The fallacy underlying Europe’s social policy agenda is that the politicians shaping that agenda are representative of the mainstream of society. But in reality, the contrary is the case. Indeed, the report on “Sexual Health and Rights” by Mrs. Estrela can be seen as a last-ditch attempt to pre-empt the debate on the merits of the Europe-wide citizens’ initiative “One of Us“, which has collected more than 1.300.000 signatures of European citizens, and which requests the EU to respect and protect human life from its beginning, i.e. from the moment of conception. The overwhelming success of this initiative has angered and frightened the radical anti-life politicians in the EP, one of which, Caecilia Wikstrom from Sweden, has even called for a restriction of the scope of future citizens’ initiatives (listen to her speaking to the Swedish radio – the shrill voice is hers…), in order to prevent the pro-life movement from challenging her positions, while another, Michael Cashman, is urgently calling for a “Blitzkrieg” (!).
There you have, in a nutshell, the elitist and fundamentally anti-democratic approach to politics that is so typical for pro-abortion politicians: Mrs.

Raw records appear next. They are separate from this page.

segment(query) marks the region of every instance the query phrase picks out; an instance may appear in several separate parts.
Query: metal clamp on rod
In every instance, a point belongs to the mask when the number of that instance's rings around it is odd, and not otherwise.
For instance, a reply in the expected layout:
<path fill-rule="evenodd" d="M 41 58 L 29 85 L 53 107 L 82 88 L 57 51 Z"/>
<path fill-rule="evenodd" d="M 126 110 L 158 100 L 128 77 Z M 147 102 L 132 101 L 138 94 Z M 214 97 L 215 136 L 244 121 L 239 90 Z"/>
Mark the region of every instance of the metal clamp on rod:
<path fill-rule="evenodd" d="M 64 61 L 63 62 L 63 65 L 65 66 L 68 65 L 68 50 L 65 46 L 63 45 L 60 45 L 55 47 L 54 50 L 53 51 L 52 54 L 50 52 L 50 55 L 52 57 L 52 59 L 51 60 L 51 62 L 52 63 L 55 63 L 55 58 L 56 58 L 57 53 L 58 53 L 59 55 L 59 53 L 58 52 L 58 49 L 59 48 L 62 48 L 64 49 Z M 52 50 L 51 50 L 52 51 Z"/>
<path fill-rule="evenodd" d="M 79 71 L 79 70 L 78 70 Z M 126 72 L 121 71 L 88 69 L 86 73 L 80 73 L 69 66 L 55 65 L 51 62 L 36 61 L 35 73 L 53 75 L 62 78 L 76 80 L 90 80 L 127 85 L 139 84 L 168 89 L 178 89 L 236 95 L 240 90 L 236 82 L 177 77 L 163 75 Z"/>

Wikström appears to think some issues are too important to be left to “mere” citizens, or that citizens who hold views different to hers shouldn’t be allowed participate in the democratic process. But the very purpose of a citizens’ initiative is that citizens have the right to express their views, choose which topics interest them, propose their own ideas for legislation.
Thus, the Estrela Report must be seen as yet another evidence of just how detached from outward reality the abortionist-LGBT-lobby in the EP really are: 1.3 million citizens have sent a clear and unequivocal message to politicians to stop financing and promoting abortion, and a group of 15 to 30 politicians want to drive the Parliament in the opposite direction. Does anyone seriously think that a similar number of signatures (1.3 million or more) could be collected to support the absurd statements and claims made by the Estrela report?
But being out of touch with reality is the first step towards losing power.